Skip to content

[Cosmos] NPE 'rootUri is null' in RxGatewayStoreModel.getUri when ThinClientStoreModel resolves to defaultRoutingContext (unmatched preferredRegions on multi-master thin-client account) #49299

@jeet1995

Description

@jeet1995

Summary

ThinClientStoreModel.getRootUri() returns null and triggers NullPointerException: Cannot invoke "java.net.URI.getHost()" because "rootUri" is null at RxGatewayStoreModel.getUri:421 whenever the routing fallback chain bottoms out at defaultRoutingContext, because defaultRoutingContext.thinclientRegionalEndpoint is never populated.
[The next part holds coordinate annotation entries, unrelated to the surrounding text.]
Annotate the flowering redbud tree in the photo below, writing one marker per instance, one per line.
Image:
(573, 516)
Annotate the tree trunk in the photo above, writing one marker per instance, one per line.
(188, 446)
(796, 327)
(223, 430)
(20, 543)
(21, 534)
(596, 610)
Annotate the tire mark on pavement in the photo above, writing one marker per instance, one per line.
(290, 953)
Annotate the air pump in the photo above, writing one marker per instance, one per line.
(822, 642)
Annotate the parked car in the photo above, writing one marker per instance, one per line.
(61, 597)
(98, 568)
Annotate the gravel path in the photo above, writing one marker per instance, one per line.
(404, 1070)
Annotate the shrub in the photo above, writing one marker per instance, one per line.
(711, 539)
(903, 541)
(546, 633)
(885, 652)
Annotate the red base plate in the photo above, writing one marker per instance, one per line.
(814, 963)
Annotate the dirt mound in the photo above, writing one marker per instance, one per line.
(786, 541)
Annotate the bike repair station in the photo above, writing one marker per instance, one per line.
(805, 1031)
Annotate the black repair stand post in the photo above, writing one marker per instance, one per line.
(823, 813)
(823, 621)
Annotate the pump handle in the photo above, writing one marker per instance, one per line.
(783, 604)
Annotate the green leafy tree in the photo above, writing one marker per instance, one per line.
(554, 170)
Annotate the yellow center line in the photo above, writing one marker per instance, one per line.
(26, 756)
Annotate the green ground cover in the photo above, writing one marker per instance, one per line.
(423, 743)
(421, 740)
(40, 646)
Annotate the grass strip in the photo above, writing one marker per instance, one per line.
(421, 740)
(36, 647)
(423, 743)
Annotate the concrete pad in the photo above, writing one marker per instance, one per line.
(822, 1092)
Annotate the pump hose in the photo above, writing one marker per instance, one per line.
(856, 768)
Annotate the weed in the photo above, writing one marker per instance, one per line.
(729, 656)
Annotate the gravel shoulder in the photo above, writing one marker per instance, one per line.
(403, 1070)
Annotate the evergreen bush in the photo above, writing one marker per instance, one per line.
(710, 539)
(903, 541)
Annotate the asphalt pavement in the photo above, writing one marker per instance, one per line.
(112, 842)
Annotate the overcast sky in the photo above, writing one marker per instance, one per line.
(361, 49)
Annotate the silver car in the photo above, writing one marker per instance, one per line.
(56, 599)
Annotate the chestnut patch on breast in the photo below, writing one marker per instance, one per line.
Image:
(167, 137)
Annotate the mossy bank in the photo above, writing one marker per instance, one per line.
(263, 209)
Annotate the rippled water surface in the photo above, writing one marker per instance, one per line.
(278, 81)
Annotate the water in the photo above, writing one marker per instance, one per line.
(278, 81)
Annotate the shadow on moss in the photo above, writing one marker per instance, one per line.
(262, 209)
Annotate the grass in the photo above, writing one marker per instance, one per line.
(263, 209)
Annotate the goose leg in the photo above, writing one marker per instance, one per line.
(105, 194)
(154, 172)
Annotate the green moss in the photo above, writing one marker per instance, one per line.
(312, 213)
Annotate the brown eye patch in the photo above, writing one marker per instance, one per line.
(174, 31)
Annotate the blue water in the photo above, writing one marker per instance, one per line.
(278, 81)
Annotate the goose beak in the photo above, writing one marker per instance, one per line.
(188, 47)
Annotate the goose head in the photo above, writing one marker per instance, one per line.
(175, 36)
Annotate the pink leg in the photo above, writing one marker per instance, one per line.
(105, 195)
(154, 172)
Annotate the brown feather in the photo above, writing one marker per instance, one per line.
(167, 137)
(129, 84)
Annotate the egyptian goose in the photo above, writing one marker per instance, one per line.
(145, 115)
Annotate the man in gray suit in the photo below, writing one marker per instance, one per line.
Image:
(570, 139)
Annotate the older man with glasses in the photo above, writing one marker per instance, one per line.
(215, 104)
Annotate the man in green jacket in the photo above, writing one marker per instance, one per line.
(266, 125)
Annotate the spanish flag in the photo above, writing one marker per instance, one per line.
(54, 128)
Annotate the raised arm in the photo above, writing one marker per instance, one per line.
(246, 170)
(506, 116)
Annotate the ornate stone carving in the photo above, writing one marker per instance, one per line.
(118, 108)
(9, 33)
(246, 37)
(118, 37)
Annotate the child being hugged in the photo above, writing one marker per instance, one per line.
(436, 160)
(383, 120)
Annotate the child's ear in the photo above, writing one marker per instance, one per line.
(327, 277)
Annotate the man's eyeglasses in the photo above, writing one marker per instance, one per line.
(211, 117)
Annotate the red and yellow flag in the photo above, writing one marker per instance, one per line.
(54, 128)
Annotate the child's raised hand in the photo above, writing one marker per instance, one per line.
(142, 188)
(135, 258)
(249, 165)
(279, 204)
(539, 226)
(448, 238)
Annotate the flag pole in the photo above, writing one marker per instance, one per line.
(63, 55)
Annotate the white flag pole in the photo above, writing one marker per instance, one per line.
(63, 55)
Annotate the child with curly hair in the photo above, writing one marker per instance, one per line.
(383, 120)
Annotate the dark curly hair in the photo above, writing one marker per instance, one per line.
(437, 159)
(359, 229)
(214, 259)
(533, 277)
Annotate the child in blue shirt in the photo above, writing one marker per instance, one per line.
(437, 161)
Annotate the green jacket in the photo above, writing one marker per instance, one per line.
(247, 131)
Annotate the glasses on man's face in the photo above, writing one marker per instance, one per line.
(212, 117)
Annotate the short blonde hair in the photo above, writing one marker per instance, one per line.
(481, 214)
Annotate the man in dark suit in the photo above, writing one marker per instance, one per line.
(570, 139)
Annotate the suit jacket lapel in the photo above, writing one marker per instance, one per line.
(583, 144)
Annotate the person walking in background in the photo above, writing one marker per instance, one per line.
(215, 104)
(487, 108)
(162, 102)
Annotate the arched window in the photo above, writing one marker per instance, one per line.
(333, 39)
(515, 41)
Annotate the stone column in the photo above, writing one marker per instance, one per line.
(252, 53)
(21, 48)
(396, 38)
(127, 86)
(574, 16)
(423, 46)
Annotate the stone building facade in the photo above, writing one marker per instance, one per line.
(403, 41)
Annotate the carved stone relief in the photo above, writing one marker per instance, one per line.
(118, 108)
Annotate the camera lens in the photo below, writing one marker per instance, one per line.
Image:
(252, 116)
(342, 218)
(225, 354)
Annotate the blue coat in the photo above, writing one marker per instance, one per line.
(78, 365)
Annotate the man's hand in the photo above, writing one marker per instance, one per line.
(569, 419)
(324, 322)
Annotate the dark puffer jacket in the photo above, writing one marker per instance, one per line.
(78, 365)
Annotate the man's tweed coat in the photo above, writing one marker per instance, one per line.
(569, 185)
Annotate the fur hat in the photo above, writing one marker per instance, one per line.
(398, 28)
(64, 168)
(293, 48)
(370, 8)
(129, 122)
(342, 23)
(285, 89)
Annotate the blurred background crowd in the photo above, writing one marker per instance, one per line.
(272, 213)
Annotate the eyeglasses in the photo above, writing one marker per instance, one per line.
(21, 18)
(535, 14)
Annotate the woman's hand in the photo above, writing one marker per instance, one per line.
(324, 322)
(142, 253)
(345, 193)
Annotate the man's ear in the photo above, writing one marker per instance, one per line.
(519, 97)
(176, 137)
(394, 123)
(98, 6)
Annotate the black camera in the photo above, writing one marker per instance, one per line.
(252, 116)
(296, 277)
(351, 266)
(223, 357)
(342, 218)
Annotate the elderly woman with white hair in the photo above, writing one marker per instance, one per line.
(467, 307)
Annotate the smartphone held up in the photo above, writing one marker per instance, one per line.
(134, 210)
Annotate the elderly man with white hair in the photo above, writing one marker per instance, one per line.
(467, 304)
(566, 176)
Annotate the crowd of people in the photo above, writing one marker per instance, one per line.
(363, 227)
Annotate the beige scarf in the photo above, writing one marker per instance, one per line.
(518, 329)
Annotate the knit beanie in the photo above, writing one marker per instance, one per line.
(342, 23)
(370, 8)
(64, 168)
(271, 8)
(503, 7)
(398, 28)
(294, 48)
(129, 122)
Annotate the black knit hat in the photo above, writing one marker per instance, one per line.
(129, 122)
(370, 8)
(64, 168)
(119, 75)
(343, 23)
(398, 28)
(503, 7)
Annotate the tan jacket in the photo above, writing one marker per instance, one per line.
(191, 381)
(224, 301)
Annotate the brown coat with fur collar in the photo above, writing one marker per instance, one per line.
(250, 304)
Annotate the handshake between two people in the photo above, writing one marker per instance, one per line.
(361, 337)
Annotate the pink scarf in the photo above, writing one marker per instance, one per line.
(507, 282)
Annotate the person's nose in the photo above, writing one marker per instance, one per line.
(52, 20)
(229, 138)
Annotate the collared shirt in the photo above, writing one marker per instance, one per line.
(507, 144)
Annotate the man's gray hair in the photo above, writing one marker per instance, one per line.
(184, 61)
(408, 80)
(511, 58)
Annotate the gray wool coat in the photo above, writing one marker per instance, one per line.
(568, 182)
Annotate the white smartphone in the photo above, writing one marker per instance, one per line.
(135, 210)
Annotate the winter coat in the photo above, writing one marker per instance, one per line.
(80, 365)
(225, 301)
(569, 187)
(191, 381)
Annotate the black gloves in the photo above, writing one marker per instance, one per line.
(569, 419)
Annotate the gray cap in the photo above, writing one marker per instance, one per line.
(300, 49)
This systematically breaks ~19 query tests (every *QueryTest* / ReadFeed*Test in the query profile) running against thin-client-enabled multi-master accounts in CI, blocking PR merges (e.g. #49090, #49258, and any PR that runs Public_Cosmos_Live_Test_ThinClient_MultiRegion).

Stack trace (from CI log)

java.lang.NullPointerException: Cannot invoke "java.net.URI.getHost()" because "rootUri" is null
    at com.azure.cosmos.implementation.RxGatewayStoreModel.getUri(RxGatewayStoreModel.java:421)
    at com.azure.cosmos.implementation.RxGatewayStoreModel.performRequest(RxGatewayStoreModel.java:301)
    at com.azure.cosmos.implementation.RxGatewayStoreModel.query(RxGatewayStoreModel.java:281)
    at com.azure.cosmos.implementation.RxGatewayStoreModel.invokeAsyncInternal(RxGatewayStoreModel.java:789)
    at com.azure.cosmos.implementation.RxGatewayStoreModel.lambda$invokeAsync$0(RxGatewayStoreModel.java:797)
    at com.azure.cosmos.implementation.BackoffRetryUtility.lambda$executeRetry$0(BackoffRetryUtility.java:36)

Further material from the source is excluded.